As data sets grow increasingly large and heterogeneous (or, "too Big"), their value diminishes if they cannot be mined with precision and purpose. The Semantic Web adds meaning to information on the Web by promoting common data formats that can be more readily located, shared, and used. Often, the RDF model, specifications originating from the World Wide Web Consortium, is used to link varied data, making the information more viable for query and analysis. In earlier research, GEMS was shown to manage data volume challenges associated with employing a graph-based data model. This time, data mining through graph methods using the GEMS framework on currently available computing components, or commodity clusters, affords more efficient use of space and added performance by exploiting graph parallelism.
Different from other RDF engines, which resort to more conventional relational databases approaches, GEMS mostly employs graph methods to process SPARQL queries. The core syntax of SPARQL is a conjunctive set of triple patterns, called the "Basic Graph Pattern," which represents subgraphs to match against the RDF data. In GEMS, SPARQL queries are modeled as graph homomorphism routines, enriched with solution modifiers (e.g., sorting, aggregation) to support the features offered by SPARQL. These methods are automatically implemented in C++ by mapping the basic query operations to highly parallel functions selected from GEMS' Semantic Graph Library (SGLib). To obtain efficient implementations, the translation engine includes several analysis and optimization steps, conducted on different representations of the input query, which range from its algebraic representation to dependency graphs. The optimization process identifies an optimal execution plan among several candidates, according to a cost model and a cardinality estimator. Then, it performs data-flow and call-graph analysis to improve task-level parallelism exploitation, reduce data movement, and curtail the memory footprint of data structure. The process also identifies the particular sequence of basic operations that can be combined into more efficient complex operations.

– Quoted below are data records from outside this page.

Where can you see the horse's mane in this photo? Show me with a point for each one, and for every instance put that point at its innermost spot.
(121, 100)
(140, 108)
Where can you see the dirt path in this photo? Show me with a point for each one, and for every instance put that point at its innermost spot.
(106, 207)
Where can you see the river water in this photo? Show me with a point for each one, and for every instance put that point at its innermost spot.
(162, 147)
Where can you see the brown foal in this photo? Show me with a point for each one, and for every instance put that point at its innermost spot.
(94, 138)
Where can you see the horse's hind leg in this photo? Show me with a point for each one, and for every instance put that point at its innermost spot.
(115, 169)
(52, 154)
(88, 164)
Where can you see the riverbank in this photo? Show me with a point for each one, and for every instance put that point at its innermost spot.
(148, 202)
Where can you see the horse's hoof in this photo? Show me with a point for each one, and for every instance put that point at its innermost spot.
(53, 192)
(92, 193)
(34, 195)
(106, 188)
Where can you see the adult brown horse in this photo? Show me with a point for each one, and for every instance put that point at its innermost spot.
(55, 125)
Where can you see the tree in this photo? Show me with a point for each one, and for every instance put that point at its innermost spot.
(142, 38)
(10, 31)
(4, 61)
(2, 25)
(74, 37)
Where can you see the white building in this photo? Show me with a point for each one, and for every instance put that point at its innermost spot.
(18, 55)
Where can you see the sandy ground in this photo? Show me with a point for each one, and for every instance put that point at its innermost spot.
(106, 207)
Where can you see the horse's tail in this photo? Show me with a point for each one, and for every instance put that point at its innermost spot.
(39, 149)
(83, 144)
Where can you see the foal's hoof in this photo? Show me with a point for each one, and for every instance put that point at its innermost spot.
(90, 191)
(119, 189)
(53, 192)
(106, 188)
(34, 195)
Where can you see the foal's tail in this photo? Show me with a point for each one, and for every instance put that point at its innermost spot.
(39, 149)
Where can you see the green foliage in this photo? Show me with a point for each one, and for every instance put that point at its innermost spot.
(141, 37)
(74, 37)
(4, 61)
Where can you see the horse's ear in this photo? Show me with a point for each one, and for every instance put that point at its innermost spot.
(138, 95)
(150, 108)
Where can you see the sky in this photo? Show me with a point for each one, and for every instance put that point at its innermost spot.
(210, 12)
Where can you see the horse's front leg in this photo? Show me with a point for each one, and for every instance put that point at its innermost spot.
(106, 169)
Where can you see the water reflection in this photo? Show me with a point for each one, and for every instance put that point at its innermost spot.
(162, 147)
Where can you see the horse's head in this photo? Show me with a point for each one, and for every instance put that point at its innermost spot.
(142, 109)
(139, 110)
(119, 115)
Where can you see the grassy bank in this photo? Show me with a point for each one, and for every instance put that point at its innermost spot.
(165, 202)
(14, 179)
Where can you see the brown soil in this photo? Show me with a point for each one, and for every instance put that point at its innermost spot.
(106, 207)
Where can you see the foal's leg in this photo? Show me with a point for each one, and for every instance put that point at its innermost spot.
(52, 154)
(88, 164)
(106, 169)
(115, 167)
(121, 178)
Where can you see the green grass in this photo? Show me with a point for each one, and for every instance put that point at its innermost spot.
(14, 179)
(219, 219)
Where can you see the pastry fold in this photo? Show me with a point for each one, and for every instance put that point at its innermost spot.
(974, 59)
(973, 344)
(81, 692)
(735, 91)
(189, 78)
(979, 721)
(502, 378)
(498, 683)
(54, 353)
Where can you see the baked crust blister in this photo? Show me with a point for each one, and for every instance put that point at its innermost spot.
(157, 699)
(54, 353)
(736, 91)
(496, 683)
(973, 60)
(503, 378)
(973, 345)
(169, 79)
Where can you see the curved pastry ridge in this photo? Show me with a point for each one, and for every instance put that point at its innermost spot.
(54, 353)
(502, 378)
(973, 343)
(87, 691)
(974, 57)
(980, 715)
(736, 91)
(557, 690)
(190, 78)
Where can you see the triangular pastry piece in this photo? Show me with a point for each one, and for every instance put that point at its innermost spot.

"GEMS clearly represents a promising solution to tackle the 'too Big' challenge as it already is able to process data in the scale of 10 billion triples, which is prohibitive for most available systems," explained Vito Giovanni Castellana, a research computer scientist with the Advanced Architectures team in PNNL's High Performance Computing group and the paper's primary author. "Nevertheless, the user experience is important as much as scalability and performance. GEMS' SPARQL-to-C++ compiler allows analysts to quickly describe the queries, reducing the development time from several hours to minutes compared to the basic C++ interface. Moreover, the generated C++ code is available to the user, who can potentially tune it, instrument it, and customize it to introduce new functionalities not featured in the SPARQL standard with limited effort. This characteristic makes GEMS not only a SPARQL query engine, but a more flexible platform for Big Data analytics."
Ongoing GEMS code development will improve query performance, for example, by using statistics gleaned through data probing. Also, the researchers still are finding ways to augment C++ graph-matching operations by accounting for data characteristic sets.